Hieruit volgt dat door sloop geen gebouw wordt "vervaardigd," hetgeen aanspreekt.
Volledige sloop van de opstallen
5.9 Wordt een gebouw (of een gedeelte van een gebouw) daarentegen geheel gesloopt, dan ontstaat onbebouwde grond. Op dat moment vindt volgens de wetsgeschiedenis een overgang plaats van het regime voor bebouwde grond naar dat voor onbebouwde grond. Uit het geciteerde Dijkverzwaringsarrest volgt dat voor de beoordeling of het om een bouwterrein gaat, primair van belang is of de grond onbebouwd is en een bouwbestemming heeft, dus of bebouwing feitelijk en juridisch mogelijk is.

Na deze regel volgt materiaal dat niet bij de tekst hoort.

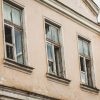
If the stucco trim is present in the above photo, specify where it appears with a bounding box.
[3,59,34,73]
[0,84,61,100]
[46,73,71,85]
[83,0,99,16]
[80,84,99,94]
[36,0,100,35]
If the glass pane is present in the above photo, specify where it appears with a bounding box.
[51,26,59,43]
[5,25,12,44]
[83,42,89,56]
[6,45,14,59]
[15,30,23,63]
[3,4,11,21]
[17,55,23,64]
[78,39,84,54]
[47,44,53,61]
[12,8,21,26]
[80,57,85,72]
[48,61,54,73]
[81,72,87,84]
[45,23,51,39]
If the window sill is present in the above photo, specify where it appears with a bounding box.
[46,73,71,85]
[3,59,34,73]
[80,84,99,94]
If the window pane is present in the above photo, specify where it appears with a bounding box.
[83,41,89,56]
[81,72,87,84]
[86,59,93,87]
[78,39,84,54]
[5,25,12,44]
[45,23,51,39]
[6,45,14,59]
[3,4,11,21]
[48,61,54,73]
[47,44,53,61]
[51,26,59,43]
[80,57,85,72]
[17,55,23,64]
[12,8,21,26]
[15,30,23,63]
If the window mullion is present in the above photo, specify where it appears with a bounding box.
[12,27,17,62]
[52,44,57,75]
[84,57,88,85]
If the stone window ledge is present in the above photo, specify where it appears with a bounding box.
[3,59,34,73]
[46,73,71,85]
[80,84,99,93]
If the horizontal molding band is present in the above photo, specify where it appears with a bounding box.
[36,0,100,35]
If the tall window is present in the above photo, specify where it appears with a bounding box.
[3,2,24,64]
[45,22,64,77]
[78,38,93,87]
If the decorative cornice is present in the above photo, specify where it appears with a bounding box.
[80,84,100,94]
[3,59,34,74]
[83,0,99,16]
[0,84,60,100]
[46,73,71,85]
[36,0,100,35]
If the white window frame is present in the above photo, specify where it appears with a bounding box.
[45,21,65,77]
[78,36,94,86]
[3,2,26,64]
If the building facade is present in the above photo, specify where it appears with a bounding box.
[0,0,100,100]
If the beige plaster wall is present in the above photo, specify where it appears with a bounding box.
[0,0,100,100]
[58,0,97,22]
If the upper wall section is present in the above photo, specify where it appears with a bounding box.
[58,0,97,23]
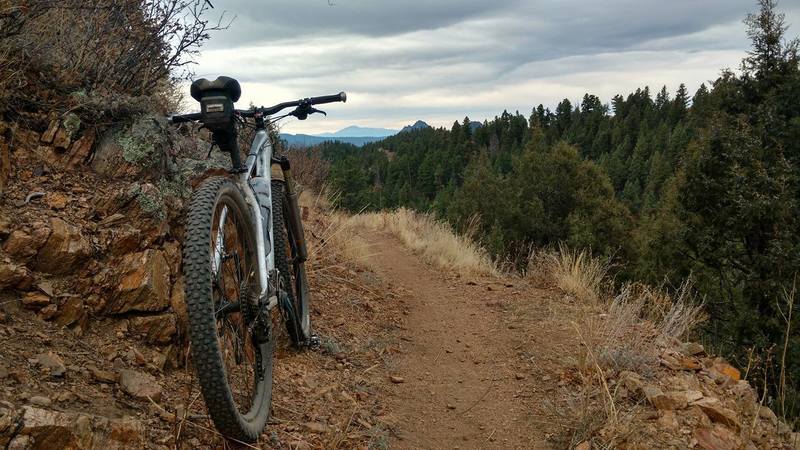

In uitzonderlijke gevallen aanvaardt u dat een bouwterrein de hoedanigheid van bouwterrein verliest, ook al is het terrein bewerkt of zijn er voorzieningen getroffen met het oog op bebouwing, namelijk in:
"3.3.3. (...) de uitzonderlijke situatie dat objectief bepaalbaar is dat de percelen - ook zonder dat de bewerking ervan ongedaan wordt gemaakt - in de voorzienbare toekomst niet meer kunnen worden bebouwd met opstallen voor industriële doeleinden of voor woondoeleinden, noch zouden kunnen dienen als bij die gebouwen behorende grond."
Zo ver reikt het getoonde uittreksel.